This is long, short version in next post under this one.
I haven't done it with a bow, but I did it with my muzzle loader the first time I hunted with it. That season was a fiasco any way. It was only my second year hunting, and the first with a gun. The previous year I went out with my bow and shot one half an hour after being in the stand on opening day. I thought "Heck, this ain't so hard?"[

]. Wrong

So now buddy talks me into getting an inline and gun hunting the folllowing year as well. I spend the summer finding a good load and zeroing my ML and practicing with it. Quite an impressive weapon out to 120 yards or so.
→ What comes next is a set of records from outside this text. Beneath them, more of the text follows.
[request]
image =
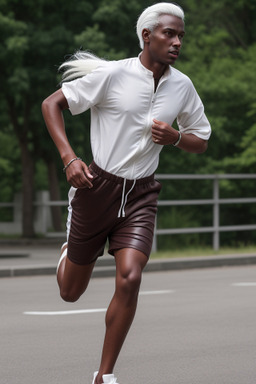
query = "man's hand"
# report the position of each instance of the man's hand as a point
(163, 133)
(78, 175)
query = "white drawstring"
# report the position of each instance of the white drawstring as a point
(124, 198)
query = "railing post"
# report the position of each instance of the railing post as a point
(216, 215)
(154, 245)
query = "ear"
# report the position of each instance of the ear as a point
(146, 35)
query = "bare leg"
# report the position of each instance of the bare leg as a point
(73, 279)
(121, 311)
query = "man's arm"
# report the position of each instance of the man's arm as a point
(77, 172)
(164, 134)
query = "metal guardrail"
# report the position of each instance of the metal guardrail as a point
(216, 202)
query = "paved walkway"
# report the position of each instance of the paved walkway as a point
(40, 258)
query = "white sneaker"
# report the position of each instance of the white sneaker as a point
(62, 255)
(107, 379)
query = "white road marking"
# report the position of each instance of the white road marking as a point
(156, 292)
(249, 284)
(56, 313)
(82, 311)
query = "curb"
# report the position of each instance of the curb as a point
(106, 268)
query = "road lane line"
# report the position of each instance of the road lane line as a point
(248, 284)
(86, 311)
(56, 313)
(163, 292)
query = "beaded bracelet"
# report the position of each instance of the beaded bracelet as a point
(70, 162)
(177, 142)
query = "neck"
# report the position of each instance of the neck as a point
(157, 68)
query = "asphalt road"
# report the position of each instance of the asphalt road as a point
(191, 327)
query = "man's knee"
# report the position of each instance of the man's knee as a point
(129, 283)
(69, 296)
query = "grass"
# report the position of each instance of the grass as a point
(204, 252)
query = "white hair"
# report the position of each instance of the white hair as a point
(80, 64)
(150, 17)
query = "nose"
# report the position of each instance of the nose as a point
(177, 41)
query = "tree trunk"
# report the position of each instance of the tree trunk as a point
(27, 191)
(54, 195)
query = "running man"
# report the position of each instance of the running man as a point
(133, 104)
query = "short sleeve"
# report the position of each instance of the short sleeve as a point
(191, 118)
(87, 91)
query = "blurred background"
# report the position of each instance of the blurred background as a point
(218, 54)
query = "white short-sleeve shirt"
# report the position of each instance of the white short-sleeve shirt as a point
(123, 103)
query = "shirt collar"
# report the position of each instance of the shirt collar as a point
(149, 73)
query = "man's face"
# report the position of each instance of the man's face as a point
(166, 39)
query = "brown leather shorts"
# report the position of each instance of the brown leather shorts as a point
(119, 210)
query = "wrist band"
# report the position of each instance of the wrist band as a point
(177, 142)
(70, 162)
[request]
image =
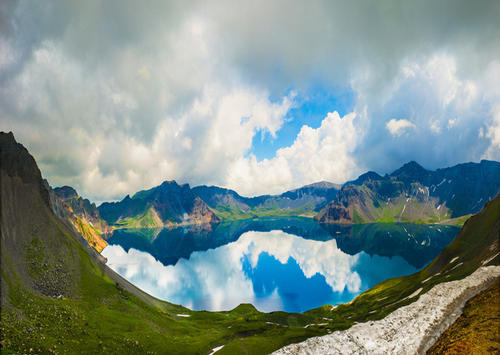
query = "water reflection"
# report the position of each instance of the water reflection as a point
(289, 264)
(417, 244)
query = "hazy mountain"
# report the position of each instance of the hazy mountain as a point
(165, 205)
(58, 296)
(414, 194)
(307, 200)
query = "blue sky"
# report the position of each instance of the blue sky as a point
(310, 109)
(112, 97)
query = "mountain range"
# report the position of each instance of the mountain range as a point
(409, 194)
(58, 296)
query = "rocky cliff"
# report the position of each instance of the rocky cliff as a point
(165, 205)
(414, 194)
(81, 214)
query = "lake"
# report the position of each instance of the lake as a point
(291, 264)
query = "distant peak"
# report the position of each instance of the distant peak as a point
(169, 182)
(65, 192)
(411, 168)
(370, 175)
(322, 185)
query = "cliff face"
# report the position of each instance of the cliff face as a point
(228, 204)
(81, 214)
(414, 194)
(33, 252)
(165, 205)
(333, 212)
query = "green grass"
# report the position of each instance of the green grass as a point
(226, 213)
(146, 220)
(99, 316)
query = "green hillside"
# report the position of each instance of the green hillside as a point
(58, 296)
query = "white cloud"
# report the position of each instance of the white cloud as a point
(178, 90)
(324, 153)
(215, 280)
(399, 126)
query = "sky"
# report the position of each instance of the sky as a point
(112, 97)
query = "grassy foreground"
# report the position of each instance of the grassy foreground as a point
(103, 316)
(57, 296)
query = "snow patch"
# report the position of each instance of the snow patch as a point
(411, 329)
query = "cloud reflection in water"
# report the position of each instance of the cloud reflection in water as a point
(272, 270)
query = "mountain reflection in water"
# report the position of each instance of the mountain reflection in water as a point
(291, 264)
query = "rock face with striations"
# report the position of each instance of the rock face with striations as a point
(414, 194)
(81, 214)
(166, 205)
(333, 212)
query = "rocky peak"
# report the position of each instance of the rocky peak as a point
(411, 168)
(65, 192)
(15, 160)
(370, 175)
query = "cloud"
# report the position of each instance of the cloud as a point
(444, 114)
(398, 127)
(178, 90)
(324, 153)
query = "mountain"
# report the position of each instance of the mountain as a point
(229, 205)
(168, 204)
(58, 296)
(79, 213)
(414, 194)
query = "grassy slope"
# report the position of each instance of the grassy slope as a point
(98, 315)
(477, 331)
(148, 219)
(230, 214)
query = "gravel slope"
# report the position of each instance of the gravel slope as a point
(411, 329)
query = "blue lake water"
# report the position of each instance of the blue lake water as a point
(290, 264)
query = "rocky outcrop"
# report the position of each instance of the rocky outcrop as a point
(168, 204)
(414, 194)
(81, 214)
(333, 213)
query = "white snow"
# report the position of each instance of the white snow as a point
(411, 329)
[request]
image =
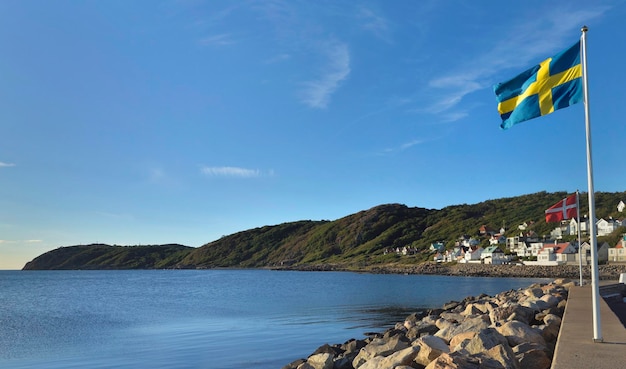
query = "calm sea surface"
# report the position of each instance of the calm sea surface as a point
(218, 319)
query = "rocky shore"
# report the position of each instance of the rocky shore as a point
(606, 272)
(516, 329)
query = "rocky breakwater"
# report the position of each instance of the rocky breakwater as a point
(514, 329)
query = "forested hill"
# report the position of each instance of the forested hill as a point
(356, 240)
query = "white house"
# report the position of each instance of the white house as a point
(618, 253)
(493, 255)
(554, 254)
(452, 255)
(573, 226)
(472, 255)
(602, 253)
(438, 247)
(497, 239)
(606, 227)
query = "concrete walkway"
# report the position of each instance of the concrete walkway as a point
(575, 347)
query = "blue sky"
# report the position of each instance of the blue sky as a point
(151, 122)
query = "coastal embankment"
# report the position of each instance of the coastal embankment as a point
(606, 272)
(514, 329)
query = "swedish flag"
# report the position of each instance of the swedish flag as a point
(553, 84)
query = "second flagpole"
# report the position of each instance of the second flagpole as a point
(595, 296)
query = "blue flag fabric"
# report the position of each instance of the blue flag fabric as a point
(553, 84)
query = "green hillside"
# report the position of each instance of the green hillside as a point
(356, 240)
(98, 256)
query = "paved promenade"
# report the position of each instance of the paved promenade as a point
(575, 347)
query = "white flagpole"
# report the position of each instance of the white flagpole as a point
(595, 297)
(580, 245)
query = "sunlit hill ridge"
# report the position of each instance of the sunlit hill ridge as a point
(353, 241)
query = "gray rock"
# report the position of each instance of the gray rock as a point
(534, 359)
(430, 347)
(454, 360)
(402, 357)
(321, 361)
(485, 340)
(379, 347)
(517, 332)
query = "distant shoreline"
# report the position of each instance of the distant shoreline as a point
(606, 272)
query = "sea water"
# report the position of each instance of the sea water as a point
(217, 319)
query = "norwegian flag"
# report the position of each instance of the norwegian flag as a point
(564, 209)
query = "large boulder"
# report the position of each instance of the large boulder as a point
(475, 324)
(517, 332)
(511, 312)
(430, 347)
(319, 361)
(402, 357)
(454, 360)
(485, 340)
(534, 359)
(380, 347)
(504, 355)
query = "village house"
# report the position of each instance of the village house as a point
(472, 255)
(497, 239)
(556, 254)
(573, 226)
(617, 254)
(493, 255)
(606, 227)
(602, 254)
(437, 247)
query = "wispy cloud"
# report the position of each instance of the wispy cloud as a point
(236, 172)
(222, 39)
(527, 43)
(410, 144)
(278, 58)
(375, 23)
(19, 241)
(317, 93)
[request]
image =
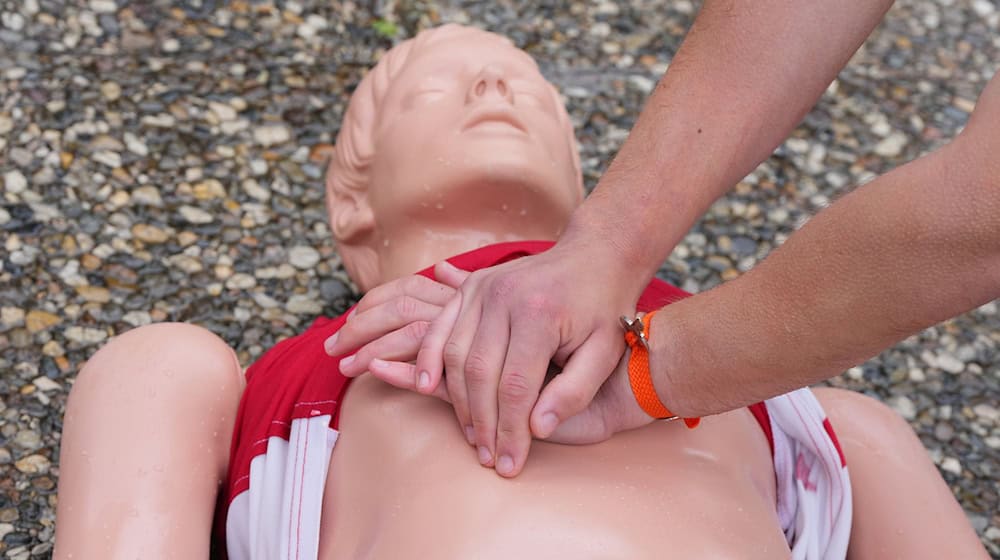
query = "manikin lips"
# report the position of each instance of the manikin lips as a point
(498, 116)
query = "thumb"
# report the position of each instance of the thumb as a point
(449, 274)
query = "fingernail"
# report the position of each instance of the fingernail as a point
(505, 465)
(484, 455)
(330, 343)
(549, 423)
(346, 362)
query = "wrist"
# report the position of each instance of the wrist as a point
(667, 363)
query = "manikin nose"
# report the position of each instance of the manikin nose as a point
(489, 82)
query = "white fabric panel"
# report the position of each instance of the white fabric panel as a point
(814, 489)
(278, 518)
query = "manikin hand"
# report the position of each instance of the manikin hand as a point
(390, 321)
(498, 334)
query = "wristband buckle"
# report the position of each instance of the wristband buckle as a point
(636, 327)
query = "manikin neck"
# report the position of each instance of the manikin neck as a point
(404, 252)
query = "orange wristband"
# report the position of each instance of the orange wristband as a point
(637, 333)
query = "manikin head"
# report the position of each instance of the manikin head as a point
(454, 140)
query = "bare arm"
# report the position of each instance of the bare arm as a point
(746, 74)
(916, 246)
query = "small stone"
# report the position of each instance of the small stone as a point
(944, 432)
(53, 349)
(209, 189)
(111, 159)
(950, 363)
(303, 305)
(186, 263)
(11, 317)
(149, 234)
(255, 191)
(28, 439)
(987, 412)
(223, 111)
(264, 300)
(85, 335)
(12, 20)
(240, 281)
(147, 195)
(111, 91)
(33, 464)
(983, 8)
(303, 257)
(45, 384)
(952, 465)
(892, 145)
(14, 182)
(163, 120)
(38, 320)
(271, 135)
(641, 83)
(94, 294)
(904, 406)
(137, 318)
(195, 215)
(258, 167)
(103, 6)
(135, 145)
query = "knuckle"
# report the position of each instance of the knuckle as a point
(515, 388)
(538, 305)
(453, 355)
(509, 432)
(406, 306)
(502, 286)
(417, 330)
(573, 398)
(476, 368)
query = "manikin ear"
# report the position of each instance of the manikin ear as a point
(353, 225)
(351, 216)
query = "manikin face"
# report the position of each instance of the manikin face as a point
(472, 115)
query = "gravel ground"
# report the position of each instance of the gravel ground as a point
(155, 166)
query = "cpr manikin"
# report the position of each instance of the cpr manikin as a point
(454, 142)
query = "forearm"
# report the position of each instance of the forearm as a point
(914, 247)
(747, 72)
Very accurate I thought.
The day before gun season I am cleaning my ML and the breach plug was stuck. I ended up breaking the trigger trying to get it out![:@]. Don't ask, that's another story in it's self. So now I have to take the mossy 500 smooth bore that is only good for about 60-70 yards with a red dot and winchester rifled slugs. Sure enough, this monster deer walks onto the property at around 100 yards. Too far for the shotgun. It mills around for a little while and hops the fence and is gone. Had I had my ML that would have been a piece of cake shot (so I thought).
Well I get POed and leave and decide to find a gunsmith that will fix my remington on opening day, or at least sell me a new trigger. I call all over michigan and no one can help me, well they can, but I won't get my gun back until after deer season. I find a place in ohio (clealands outdoor world) that said they would take a look at it. I grew up in this area, so I knew them, just hadn't been there in while. I drive over and they fix it while I wait! Took about an hour, but the archery guy there is Matt Clealand an olympic archer. So I bs with him most of the time. The smith put an older trigger assembly out of a center fire on my 700, cost me 90 bucks and I was ready to hunt the next day. Yaaay. And to boot this trigger is 3 times better than the stock one, breaks like a glass rod.
Well I didn't see anything the next day, but the day after I see a nice 10 point about 80 yards away. I rest my rifle against a tree (actually a real tree EZ hanger screwed into a tree) and take the shot. The deer hunches up and just starts walking around in a cirlce. My buddy had just shot a deer like 5 minutes before this and we were talking on the radio. I had to put it down to shoot this deer. Well he calls back and asks if I just shot a deer. I said yes and told him what it did. He said "reload dummy and shoot it again". I was a bit nervous you know

. Well I do and the deer has no reaction. But it does finnally lay down a few yards from where I shot it.
I tell him what happened and he says I think you gut shot it, just sneak out and meet me at the barn. We will take care of my deer, and then go look for yours. About an hour later we go back to the same spot and jump the deer. I take another shot while it's trying to run a way from 20 yards or so and miss. I'm like WTF! Then my buddy shoots but it still doesn't bring it down. Finally we just follow it until it runs out of steam. We had to finnish it off with a knife because we were out of bullets (muzzle loaders and all). We examined the deer and found that I only hit it the one time right behind the diaphram. He clipped it in penis because it tried to jump when he shot. I was mad, sad and disgusted. I mean we got the deer, but what a goat rope it was. I was ready to quit hunting after that.
My two hunting partners talked to me and explained this happens sometimes, just study what happaned and learn from it. It can't always go perfect. They found it hard to believe I missed three shots, one at point blank range. They like to brag me up about what a good shot I am. I said I wanted to shoot the gun at a target to see if something was out of whack. Because the first two shots were pretty simple shots at a still target, and they felt good when I pulled the trigger. Come to find out my windage adjustment on my leupold rear scope mount was broke. One of the screw heads broke off. So my first shot was probably a bit off, and every shot after that more so most likely. The gun would not even print on paper at 25 yards!
Moral of the story; Check your equipment before EVERY hunt!